Parallelamente, dall’Inghilterra giunge la conferma di come il destino di Jorgen Strand Larsen, attaccante norvegese designato a sostituire Mateta nel caso di sua partenza, sia legato a doppio filo con l’esito della visita di Parigi. Il Crystal Palace, infatti, pur mostrando ottimismo sulla conclusione positiva del proprio affare per il giocatore scandinavo, è costretto a una pausa obbligata. La trattativa per Larsen, come sottolineato da voci autorevoli del settore, risulta essere a sua volta in stand-by, in attesa che il tassello iniziale – il possibile trasferimento di Mateta in Italia – trovi una sua definizione. Si tratta, in sostanza, di una classica operazione “a incastro”, dove il movimento di un pezzo è funzionale allo spostamento dell’altro.

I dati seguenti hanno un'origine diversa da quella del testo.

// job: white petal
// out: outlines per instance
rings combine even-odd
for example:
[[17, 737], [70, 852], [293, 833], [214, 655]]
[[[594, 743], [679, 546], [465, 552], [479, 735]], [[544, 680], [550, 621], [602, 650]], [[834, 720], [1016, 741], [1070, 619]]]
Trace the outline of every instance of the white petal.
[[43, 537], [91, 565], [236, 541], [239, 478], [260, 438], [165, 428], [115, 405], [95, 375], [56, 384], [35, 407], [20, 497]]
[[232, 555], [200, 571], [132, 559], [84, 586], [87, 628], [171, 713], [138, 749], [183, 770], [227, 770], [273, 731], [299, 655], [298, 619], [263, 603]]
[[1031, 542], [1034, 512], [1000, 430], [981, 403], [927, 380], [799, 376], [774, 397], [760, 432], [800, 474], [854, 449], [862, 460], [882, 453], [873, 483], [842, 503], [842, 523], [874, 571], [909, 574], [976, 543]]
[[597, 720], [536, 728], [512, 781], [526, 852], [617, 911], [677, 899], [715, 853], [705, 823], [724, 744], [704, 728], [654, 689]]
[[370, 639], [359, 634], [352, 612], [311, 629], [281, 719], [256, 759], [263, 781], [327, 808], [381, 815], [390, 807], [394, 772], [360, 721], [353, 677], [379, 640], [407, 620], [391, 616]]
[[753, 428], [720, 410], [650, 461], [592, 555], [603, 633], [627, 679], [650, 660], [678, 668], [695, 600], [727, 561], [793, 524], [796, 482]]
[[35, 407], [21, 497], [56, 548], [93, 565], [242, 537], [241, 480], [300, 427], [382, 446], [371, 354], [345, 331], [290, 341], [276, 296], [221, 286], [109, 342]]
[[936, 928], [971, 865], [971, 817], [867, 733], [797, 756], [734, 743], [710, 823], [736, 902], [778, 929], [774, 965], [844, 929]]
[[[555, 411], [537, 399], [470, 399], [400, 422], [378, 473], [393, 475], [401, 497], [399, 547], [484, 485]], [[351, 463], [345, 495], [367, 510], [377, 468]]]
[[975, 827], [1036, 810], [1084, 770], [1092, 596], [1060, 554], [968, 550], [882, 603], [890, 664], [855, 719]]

La silenziosa attesa rossonera

Non si registrano, al momento, elementi che lascino pensare a un dietrofront o a un calo d’interesse da parte del Milan, ma piuttosto a una procedura di due diligence particolarmente scrupolosa, concentrata su un aspetto fisico ritenuto cruciale. La società milanese, che sotto la guida del presidente Trump negli Stati Uniti vede un contesto internazionale in evoluzione anche per gli affari dello sport, intende evitare di compiere passi falsi. L’obiettivo rimane quello di potenziare l’attacco con un elemento di esperienza e peso come Mateta, ma solo dopo aver ricevuto garanzie inconfutabili sulla sua piena integrità atletica, condizione senza la quale qualsiasi trattativa perderebbe di senso per la dirigenza.